Die TV-Schauspielerin muss sich wegen Bestechung vor Gericht verantworten. Jetzt will sie, dass die Anklage fallen gelassen wird.

Der Justiz-Krimi um TV-Star Lori Loughlin (55, "Full House") und ihren Ehemann, den Modedesigner Mossimo Giannulli (56), geht in die nächste Runde: Nachdem ein US-Bundesrichter in Boston entschieden hat, den Prozess gegen das Paar wie geplant im Oktober abzuhalten, beantragt die Schauspielerin, das Verfahren gegen sie gänzlich einzustellen. Loughlin und ihr Mann sind angeklagt, einer kalifornischen Sport-Uni 500.000 Dollar an Bestechungsgeld gezahlt zu haben, damit ihre Töchter Olivia Jade (20) und Isabella Rose (21) an der Hochschule aufgenommen werden. Und dass, obwohl die beiden mit Hochleistungssport so gut wie gar nichts zu tun haben.

TV-Schauspielerin hinter's Licht geführt

Laut "People" wirft sie in ihrem Antrag William "Rick" Singer, der den Deal zwischen dem Paar und der Universität eingefädelt hat, vor, sie als Lockvogel des FBI hinter's Licht geführt zu haben. Aus diesem Grund plädieren Loughlin und Giannulli nach wie vor auf "nicht schuldig". Singers Aufzeichnungen, die Teil der Anklage sind, wären "absichtlich irreführend", heißt es im Dokument, dass das Ehepaar eingereicht hat. Bei einer Verurteilung drohen den beiden bis zu 45 Jahre Haft.
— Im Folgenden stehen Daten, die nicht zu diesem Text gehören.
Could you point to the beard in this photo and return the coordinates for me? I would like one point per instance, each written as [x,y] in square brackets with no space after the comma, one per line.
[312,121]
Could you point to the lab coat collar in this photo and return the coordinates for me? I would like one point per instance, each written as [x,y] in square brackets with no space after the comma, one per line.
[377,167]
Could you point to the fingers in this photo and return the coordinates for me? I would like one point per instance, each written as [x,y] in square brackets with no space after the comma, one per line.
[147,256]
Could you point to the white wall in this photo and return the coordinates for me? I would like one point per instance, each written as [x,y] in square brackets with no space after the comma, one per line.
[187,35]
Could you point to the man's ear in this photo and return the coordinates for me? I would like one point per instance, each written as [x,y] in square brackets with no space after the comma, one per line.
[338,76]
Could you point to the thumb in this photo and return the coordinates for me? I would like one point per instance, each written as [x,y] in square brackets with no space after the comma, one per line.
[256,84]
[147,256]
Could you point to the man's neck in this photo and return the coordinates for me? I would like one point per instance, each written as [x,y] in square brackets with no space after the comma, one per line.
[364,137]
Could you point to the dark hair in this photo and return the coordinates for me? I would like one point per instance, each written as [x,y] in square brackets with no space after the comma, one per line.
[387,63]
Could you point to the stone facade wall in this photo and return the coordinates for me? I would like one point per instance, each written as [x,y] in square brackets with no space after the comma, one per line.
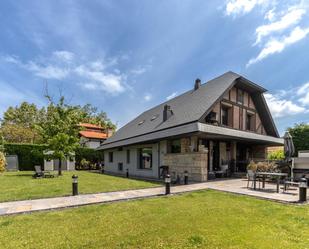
[193,162]
[259,152]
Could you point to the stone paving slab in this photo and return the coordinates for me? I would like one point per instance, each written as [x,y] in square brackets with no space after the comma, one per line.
[236,186]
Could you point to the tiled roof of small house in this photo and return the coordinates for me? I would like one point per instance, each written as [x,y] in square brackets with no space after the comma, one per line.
[93,134]
[91,126]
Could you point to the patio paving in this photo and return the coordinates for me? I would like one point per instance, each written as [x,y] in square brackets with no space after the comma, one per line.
[237,186]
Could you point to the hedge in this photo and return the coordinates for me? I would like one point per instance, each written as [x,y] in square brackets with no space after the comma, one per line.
[30,155]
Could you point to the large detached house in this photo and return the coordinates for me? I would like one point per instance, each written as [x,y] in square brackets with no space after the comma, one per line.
[219,125]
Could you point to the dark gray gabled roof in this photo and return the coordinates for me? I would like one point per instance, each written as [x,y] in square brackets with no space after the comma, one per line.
[187,108]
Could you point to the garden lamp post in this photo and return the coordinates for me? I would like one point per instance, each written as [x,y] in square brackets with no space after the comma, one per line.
[75,185]
[167,184]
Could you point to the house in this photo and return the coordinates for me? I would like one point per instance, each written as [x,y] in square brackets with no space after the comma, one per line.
[92,136]
[221,124]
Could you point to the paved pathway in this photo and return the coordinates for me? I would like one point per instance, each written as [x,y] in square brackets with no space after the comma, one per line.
[237,186]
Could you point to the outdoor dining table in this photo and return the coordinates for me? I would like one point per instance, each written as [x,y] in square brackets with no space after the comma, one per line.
[265,174]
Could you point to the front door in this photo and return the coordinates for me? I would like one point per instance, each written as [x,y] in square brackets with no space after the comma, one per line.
[216,156]
[241,158]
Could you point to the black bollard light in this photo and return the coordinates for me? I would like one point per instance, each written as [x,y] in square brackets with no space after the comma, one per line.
[303,190]
[75,185]
[167,184]
[186,176]
[127,173]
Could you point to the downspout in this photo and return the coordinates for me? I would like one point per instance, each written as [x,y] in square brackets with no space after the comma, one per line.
[159,165]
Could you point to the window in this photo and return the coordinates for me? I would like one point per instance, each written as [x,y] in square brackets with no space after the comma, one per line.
[175,146]
[240,96]
[225,115]
[145,158]
[128,156]
[250,122]
[110,157]
[211,117]
[154,117]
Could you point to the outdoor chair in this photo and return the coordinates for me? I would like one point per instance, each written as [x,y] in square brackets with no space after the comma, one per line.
[39,173]
[250,178]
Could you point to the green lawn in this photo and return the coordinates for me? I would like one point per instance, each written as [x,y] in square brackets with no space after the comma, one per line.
[21,185]
[205,219]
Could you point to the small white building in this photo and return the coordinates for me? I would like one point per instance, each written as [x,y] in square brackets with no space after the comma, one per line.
[53,164]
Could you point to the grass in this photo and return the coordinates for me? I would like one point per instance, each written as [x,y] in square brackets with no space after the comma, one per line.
[204,219]
[21,185]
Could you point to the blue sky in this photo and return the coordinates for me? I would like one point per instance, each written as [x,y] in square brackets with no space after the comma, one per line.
[127,56]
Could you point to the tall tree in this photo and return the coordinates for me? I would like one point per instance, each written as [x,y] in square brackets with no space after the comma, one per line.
[300,134]
[2,157]
[60,129]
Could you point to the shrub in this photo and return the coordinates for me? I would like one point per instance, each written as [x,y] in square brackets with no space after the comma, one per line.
[276,155]
[2,162]
[29,155]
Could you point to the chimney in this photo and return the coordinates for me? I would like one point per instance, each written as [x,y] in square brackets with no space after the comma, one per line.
[109,132]
[197,84]
[167,112]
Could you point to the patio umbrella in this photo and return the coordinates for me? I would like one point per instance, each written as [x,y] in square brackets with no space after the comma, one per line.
[289,149]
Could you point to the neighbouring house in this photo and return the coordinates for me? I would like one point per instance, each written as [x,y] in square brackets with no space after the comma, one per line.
[92,136]
[214,128]
[51,164]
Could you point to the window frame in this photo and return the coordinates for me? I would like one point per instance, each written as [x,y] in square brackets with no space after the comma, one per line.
[240,96]
[173,149]
[110,156]
[225,109]
[128,156]
[141,166]
[120,166]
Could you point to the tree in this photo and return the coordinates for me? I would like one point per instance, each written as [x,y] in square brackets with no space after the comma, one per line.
[18,124]
[300,134]
[60,129]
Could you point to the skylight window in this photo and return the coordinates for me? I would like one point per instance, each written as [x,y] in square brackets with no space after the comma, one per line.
[141,122]
[154,117]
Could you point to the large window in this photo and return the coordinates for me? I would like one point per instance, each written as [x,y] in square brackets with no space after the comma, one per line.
[225,115]
[110,157]
[175,146]
[145,158]
[240,96]
[250,122]
[120,166]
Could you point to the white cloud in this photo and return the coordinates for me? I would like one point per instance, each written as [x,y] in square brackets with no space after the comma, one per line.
[280,107]
[65,65]
[173,95]
[108,82]
[270,15]
[303,93]
[48,71]
[235,7]
[63,55]
[292,17]
[277,46]
[148,97]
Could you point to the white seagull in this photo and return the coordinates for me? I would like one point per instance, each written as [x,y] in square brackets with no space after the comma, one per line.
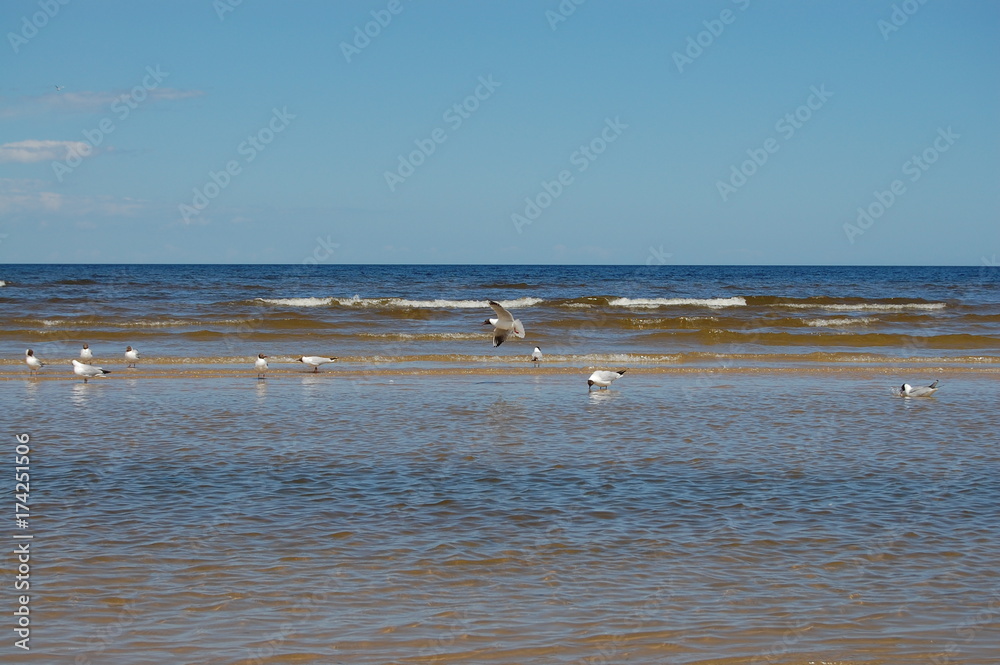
[131,356]
[315,361]
[906,390]
[603,378]
[34,364]
[261,366]
[87,371]
[504,324]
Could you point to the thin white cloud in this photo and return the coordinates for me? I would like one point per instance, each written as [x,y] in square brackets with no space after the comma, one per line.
[89,101]
[22,196]
[32,150]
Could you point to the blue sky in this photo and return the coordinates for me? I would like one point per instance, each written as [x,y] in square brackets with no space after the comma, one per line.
[717,132]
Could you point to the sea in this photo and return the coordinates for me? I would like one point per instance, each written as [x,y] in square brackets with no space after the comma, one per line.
[753,489]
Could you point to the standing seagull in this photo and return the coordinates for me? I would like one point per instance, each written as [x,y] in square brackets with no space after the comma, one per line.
[906,390]
[504,324]
[261,366]
[315,361]
[602,378]
[34,364]
[87,371]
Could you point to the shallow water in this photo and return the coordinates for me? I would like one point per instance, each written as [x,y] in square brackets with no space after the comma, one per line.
[345,517]
[435,313]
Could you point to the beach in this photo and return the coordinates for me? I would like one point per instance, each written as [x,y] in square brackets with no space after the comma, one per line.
[441,501]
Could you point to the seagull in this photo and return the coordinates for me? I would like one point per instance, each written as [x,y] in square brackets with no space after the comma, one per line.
[315,361]
[906,390]
[34,364]
[87,371]
[602,378]
[504,324]
[261,366]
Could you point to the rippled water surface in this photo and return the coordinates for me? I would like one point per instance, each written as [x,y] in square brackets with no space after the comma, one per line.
[346,518]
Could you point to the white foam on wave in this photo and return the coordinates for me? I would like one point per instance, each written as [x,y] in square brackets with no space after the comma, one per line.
[872,307]
[650,303]
[829,323]
[298,302]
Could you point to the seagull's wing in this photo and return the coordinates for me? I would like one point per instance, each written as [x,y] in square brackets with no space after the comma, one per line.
[500,336]
[504,319]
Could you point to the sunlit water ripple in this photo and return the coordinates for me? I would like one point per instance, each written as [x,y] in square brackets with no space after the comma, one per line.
[419,519]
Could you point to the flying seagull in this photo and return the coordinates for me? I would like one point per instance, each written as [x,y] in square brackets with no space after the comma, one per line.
[87,371]
[34,364]
[261,366]
[603,378]
[315,361]
[906,390]
[504,324]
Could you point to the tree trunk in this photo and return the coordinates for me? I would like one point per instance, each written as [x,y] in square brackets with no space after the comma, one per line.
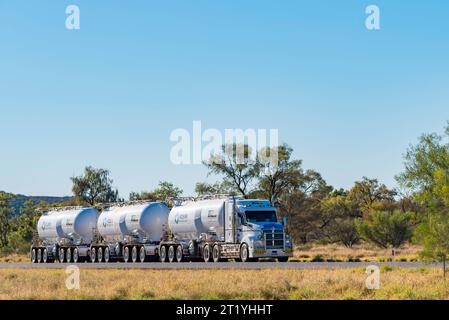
[444,266]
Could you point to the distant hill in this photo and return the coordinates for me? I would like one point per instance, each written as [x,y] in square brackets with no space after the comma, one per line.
[20,199]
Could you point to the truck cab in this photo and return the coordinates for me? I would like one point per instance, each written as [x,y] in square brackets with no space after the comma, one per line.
[260,230]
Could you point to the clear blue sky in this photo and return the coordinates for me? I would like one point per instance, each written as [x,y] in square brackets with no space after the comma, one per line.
[348,100]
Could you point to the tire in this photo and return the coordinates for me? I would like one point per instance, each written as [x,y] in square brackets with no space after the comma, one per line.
[61,256]
[45,256]
[283,259]
[93,255]
[76,256]
[216,254]
[244,253]
[179,253]
[126,254]
[68,255]
[163,254]
[171,254]
[39,255]
[207,256]
[100,255]
[107,255]
[142,254]
[134,254]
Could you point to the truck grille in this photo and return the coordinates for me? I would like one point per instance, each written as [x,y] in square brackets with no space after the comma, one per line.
[274,239]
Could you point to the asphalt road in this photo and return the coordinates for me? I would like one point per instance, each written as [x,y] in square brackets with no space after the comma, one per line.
[224,265]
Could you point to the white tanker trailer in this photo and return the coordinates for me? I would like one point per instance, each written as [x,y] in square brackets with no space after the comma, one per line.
[130,232]
[209,230]
[64,234]
[226,228]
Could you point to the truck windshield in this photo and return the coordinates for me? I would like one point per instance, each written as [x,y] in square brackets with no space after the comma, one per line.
[261,216]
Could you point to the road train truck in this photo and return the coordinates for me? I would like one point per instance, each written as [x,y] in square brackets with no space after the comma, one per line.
[130,232]
[209,230]
[226,228]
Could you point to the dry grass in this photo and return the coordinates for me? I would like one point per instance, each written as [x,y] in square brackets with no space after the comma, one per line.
[15,258]
[363,252]
[223,284]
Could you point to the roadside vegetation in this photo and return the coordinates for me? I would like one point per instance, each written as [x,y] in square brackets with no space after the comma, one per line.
[369,214]
[342,284]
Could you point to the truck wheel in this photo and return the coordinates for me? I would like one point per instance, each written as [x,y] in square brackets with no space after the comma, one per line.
[206,253]
[282,259]
[171,254]
[244,254]
[100,255]
[39,255]
[163,254]
[134,254]
[126,254]
[61,256]
[93,255]
[45,256]
[68,255]
[76,255]
[142,254]
[33,256]
[179,253]
[107,255]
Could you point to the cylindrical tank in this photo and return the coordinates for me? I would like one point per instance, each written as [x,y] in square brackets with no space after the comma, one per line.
[145,220]
[73,224]
[190,220]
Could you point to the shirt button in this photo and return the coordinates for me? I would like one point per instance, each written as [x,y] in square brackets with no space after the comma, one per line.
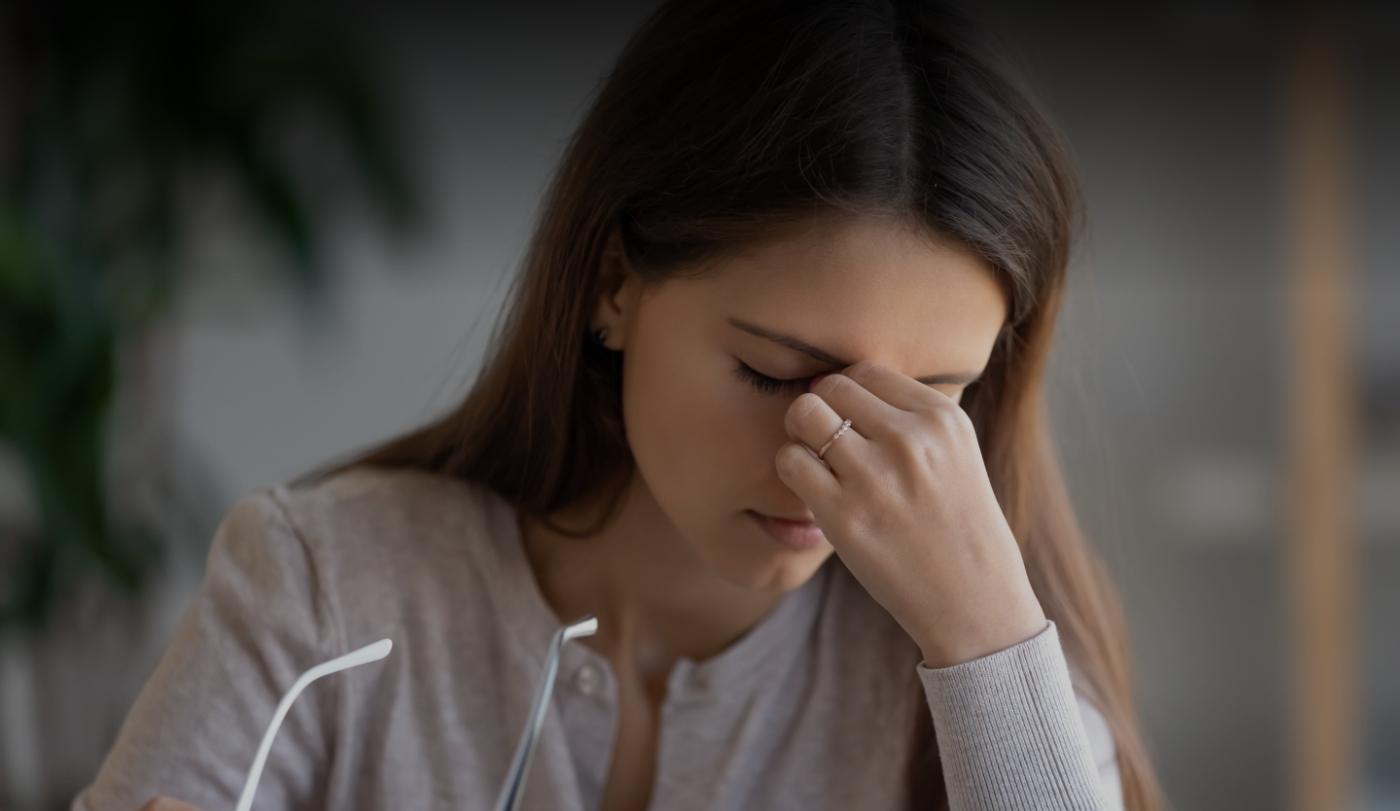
[587,678]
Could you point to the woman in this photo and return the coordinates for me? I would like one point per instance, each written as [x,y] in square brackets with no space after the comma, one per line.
[767,401]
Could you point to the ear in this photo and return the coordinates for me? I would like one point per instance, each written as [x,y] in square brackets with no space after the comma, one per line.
[618,285]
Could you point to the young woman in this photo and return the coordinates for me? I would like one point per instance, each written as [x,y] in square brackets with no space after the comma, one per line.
[767,401]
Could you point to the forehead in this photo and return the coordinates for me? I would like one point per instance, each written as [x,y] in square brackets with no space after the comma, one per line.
[865,287]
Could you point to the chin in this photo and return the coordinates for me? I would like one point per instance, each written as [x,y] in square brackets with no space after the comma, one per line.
[774,569]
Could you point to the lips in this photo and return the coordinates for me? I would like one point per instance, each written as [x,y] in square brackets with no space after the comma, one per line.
[802,520]
[790,534]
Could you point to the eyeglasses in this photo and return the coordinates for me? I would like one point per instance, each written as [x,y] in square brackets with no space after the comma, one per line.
[373,652]
[514,786]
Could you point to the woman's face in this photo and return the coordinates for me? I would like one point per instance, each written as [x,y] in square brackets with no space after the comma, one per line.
[704,432]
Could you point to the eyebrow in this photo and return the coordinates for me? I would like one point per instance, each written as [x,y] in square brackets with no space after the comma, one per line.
[830,359]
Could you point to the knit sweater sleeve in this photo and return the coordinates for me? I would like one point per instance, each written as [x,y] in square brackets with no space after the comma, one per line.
[1014,734]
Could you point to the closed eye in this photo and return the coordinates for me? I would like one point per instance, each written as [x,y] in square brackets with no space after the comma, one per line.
[770,384]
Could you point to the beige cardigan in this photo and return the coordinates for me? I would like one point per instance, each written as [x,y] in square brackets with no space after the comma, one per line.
[808,710]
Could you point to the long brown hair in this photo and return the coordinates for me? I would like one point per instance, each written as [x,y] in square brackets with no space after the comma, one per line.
[724,121]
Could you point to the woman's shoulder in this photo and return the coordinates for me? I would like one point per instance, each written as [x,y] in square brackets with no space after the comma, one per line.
[378,534]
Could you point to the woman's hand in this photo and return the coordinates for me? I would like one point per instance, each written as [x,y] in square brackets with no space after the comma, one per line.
[905,499]
[167,804]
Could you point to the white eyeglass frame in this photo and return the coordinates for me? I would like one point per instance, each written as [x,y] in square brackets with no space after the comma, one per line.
[514,786]
[373,652]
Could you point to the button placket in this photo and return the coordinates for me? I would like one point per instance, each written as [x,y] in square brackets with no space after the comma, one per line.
[587,678]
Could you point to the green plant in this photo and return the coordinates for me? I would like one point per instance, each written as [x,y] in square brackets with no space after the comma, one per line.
[108,112]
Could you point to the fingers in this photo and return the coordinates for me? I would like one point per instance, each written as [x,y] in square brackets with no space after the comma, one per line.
[895,388]
[811,422]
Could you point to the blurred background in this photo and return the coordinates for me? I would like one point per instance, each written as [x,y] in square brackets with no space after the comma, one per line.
[240,240]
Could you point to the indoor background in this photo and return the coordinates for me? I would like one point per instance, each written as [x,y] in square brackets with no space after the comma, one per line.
[307,223]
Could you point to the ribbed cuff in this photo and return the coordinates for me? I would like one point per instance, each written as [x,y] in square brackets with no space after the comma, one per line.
[1010,734]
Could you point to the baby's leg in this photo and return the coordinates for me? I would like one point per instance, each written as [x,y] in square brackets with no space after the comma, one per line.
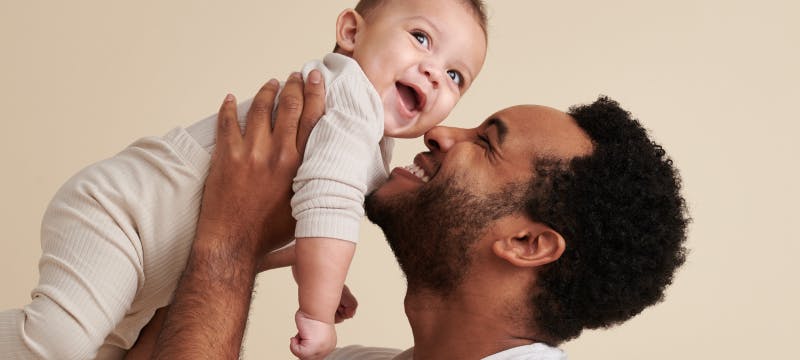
[321,269]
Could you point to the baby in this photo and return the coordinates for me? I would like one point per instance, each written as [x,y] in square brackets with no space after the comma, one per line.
[116,236]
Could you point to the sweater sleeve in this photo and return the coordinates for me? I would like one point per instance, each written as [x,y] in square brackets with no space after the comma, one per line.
[343,157]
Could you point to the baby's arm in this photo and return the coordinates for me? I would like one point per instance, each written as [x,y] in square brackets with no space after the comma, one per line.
[320,271]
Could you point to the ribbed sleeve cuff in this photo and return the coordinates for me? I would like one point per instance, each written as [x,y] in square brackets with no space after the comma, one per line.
[329,224]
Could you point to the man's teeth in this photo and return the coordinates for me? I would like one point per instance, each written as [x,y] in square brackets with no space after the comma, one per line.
[418,172]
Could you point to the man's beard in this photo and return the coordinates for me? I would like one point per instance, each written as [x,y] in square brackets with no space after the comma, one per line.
[431,230]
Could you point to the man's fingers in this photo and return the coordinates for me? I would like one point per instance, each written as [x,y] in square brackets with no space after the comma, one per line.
[260,114]
[313,108]
[228,133]
[290,106]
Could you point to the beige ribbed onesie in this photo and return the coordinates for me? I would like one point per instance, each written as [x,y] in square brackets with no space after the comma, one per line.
[116,236]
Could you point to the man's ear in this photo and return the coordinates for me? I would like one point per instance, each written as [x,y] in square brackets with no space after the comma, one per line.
[526,243]
[347,26]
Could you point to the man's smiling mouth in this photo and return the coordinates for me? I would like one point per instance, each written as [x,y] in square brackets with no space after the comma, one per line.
[418,172]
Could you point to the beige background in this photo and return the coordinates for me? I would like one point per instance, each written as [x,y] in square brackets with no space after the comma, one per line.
[715,81]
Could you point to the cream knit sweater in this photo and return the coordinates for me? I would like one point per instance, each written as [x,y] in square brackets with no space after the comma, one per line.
[116,236]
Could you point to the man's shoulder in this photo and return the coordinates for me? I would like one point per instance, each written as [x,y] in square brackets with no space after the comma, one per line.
[358,352]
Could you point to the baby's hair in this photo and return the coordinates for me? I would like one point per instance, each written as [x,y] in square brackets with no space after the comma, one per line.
[367,7]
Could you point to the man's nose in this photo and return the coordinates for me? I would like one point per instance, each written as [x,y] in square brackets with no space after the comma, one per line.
[442,138]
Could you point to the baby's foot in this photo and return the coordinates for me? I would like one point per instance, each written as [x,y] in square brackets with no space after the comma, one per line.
[314,340]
Skandal zieht weite Kreise in Hollywood

Singer selbst wurde bereits verurteilt. Er hat zugegeben, in mehreren Fällen Gelder von Eltern angenommen und die Zulassungen der Kinder mit Hilfe von Komplizen organisiert zu haben. Das Medieninteresse an dem Skandal ist in den Vereinigten Staaten besonders groß, da sich unter den Eltern viele Promis befinden.

Neben Loughlin kam man auch "Desperate Housewives"-Darstellerin Felicity Huffmann (57) und ihrem Mann William H. Macy (70, "Shameless") auf die Schliche. Im Gegensatz zu Lori Loughlin bekannte sich Huffmann schuldig und trat im vergangenen September eine vierzehntägige Haftstrafe an. Nach elf Tagen wurde sie mit einem Jahr Bewährung, einer Geldstrafe und 250 Stunden gemeinnütziger Arbeit wieder entlassen. Sie hatte bereits im Zuge ihrer Verhaftung mehrere Stunden in Gewahrsam verbracht.